Schönberg writes silence as skillfully as sound, and “Empty Chairs at Empty Tables” proves it. One lone A-minor chord hovers over a heartbeat pizzicato, giving Marius nothing to lean on but remorse. Kretzmer’s lyrics trade revolution’s big promises for kitchen-table objects—chairs, corners, phantom faces—showing how grief miniaturises the world. The Symphonic Recording sweeps in a 70-piece string section, yet the arrangement still feels hollow, as though the orchestra itself is missing comrades.
Michael Ball back in 2014 told a story about this song. Right after the 4-hour-long preview of Les Misérables in 1985, the creative team was considering to cut some songs. "Empty Chairs" was one of the songs planned to be removed. Michael heard about it and rushed to find Cameron, told him that he would quit for good if this song was cut. It was the only solo of Marius, and he didn't want to lose this opportunity to perform. They finally kept the song.The number is staged as a séance: ghostly chorus lines appear, then dissolve, leaving Marius with more echoes than answers. In Tom Hooper’s 2012 film, Eddie Redmayne insisted the first verse be sung a cappella so the camera could “hear the room breathe” before the orchestra slips beneath him . The take we see was reportedly shot twenty-one times; Redmayne kept begging for another until his voice cracked into the hurt the scene demanded .
Verse-by-Verse Glimpse
Opening Lamento
There's a grief that can't be spoken / There's a pain goes on and on
The melody descends a fourth, literally falling under its own emotional weight.
Revolution Recalled
Here they talked of revolution / Here it was they lit the flame
A sudden modulation to C-major—a glimpse of yesterday’s optimism—before the harmony darkens back to minor.
Communion at Dawn
The very words that they had sung / Became their last communion
Schönberg stacks unresolved sevenths so the line never quite lands, mirroring Marius’s unanswered question: was it worth it?
Ghost Refrain
Oh my friends, my friends, forgive me...
Pizzicato stops, giving parchment-thin room for the tenor to break; a suspended horn note enters like a funerary bugle.
Similar Songs

- “Bring Him Home” – Les Misérables
Valjean’s prayer and Marius’s elegy share an almost hymn-like simplicity; both sit in 3/4, both hover at mezzopiano until a desperate high G pierces the texture. Where Valjean pleads for one life, Marius mourns many. - “I Won’t Send Roses” – Mack & Mabel (1974)

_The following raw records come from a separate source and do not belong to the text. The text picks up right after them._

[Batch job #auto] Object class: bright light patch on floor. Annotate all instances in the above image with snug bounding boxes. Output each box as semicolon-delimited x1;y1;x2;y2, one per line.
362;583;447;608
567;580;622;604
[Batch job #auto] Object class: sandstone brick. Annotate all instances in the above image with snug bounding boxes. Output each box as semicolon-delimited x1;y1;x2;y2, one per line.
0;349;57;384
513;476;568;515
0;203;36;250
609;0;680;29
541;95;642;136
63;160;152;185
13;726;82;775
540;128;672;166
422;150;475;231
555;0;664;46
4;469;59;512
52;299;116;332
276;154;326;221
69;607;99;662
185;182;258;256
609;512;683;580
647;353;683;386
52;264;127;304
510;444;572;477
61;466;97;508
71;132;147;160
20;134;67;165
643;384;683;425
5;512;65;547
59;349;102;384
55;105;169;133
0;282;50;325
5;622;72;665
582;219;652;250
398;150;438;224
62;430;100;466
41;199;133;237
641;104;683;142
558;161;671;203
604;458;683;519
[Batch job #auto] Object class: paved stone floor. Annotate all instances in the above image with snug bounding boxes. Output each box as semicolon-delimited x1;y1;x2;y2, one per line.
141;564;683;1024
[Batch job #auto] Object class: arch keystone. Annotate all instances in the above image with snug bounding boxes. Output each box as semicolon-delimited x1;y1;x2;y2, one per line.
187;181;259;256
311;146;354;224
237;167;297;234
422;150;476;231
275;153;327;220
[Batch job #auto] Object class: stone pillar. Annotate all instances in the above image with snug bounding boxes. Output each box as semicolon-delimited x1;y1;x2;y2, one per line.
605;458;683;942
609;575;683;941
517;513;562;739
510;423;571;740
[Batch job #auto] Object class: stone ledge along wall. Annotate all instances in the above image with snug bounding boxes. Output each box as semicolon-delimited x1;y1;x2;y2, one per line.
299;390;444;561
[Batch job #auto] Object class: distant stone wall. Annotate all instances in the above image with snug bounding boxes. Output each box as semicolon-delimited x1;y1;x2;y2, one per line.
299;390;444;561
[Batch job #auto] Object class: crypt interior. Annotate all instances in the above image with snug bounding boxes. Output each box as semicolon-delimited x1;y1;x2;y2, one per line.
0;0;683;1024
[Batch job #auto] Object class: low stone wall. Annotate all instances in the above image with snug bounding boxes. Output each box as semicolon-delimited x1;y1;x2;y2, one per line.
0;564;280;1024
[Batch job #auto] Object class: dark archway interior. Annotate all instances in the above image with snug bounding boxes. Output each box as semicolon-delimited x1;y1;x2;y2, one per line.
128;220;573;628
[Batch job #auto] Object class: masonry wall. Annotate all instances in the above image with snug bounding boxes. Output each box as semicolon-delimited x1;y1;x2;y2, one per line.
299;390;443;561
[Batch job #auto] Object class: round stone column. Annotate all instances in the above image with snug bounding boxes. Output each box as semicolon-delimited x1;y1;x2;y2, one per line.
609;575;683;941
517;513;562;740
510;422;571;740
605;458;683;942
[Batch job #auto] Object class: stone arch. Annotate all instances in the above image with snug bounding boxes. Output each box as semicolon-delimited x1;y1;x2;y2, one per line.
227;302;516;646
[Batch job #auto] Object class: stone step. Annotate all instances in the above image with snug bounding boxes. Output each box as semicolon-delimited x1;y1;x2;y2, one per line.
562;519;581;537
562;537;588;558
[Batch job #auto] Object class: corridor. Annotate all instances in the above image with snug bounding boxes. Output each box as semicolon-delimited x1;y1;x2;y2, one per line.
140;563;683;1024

Jerry Herman’s ballad likewise uses empty imagery—roses, letters—as stand-ins for absent love. Both tunes melt from minor into major for a single bar before retreating, emphasising regret. - “Where Were You (When the World Stopped Turning)” – Alan Jackson (2001)
A country anthem rather than show-tune, yet it echoes Marius’s survivor’s-guilt narrative: the singer survives catastrophe and questions the meaning of sacrifice, set to a gentle 3/4 to disarm the listener.
Questions and Answers

- Did “Empty Chairs at Empty Tables” chart as a single?
- Eddie Redmayne’s film version entered the UK Download chart in January 2013, peaking at No. 66 and briefly reaching No. 110 on the Billboard Hot Digital Songs tally.
- Has the song won—or been nominated for—awards?
- Yes. The Online Film & Television Association nominated it for “Best Adapted Song” in 2013 after the film’s release.
- What notable covers exist outside theatre?
- Recordings by Josh Groban (2015) , Collabro (2017) , and a duet by Alfie Boe with Nick Jonas (2011 re-issue) have all charted on UK classical-crossover lists.
- Is the melody recycled from another part of the score?
- Parts echo “The Bishop of Digne” motif, tying Marius’s lament to Valjean’s earlier salvation arc . It’s Schönberg’s musical way of asking whether redemption scales from one life to many.
- Why do some productions stage “phantom chairs” on set?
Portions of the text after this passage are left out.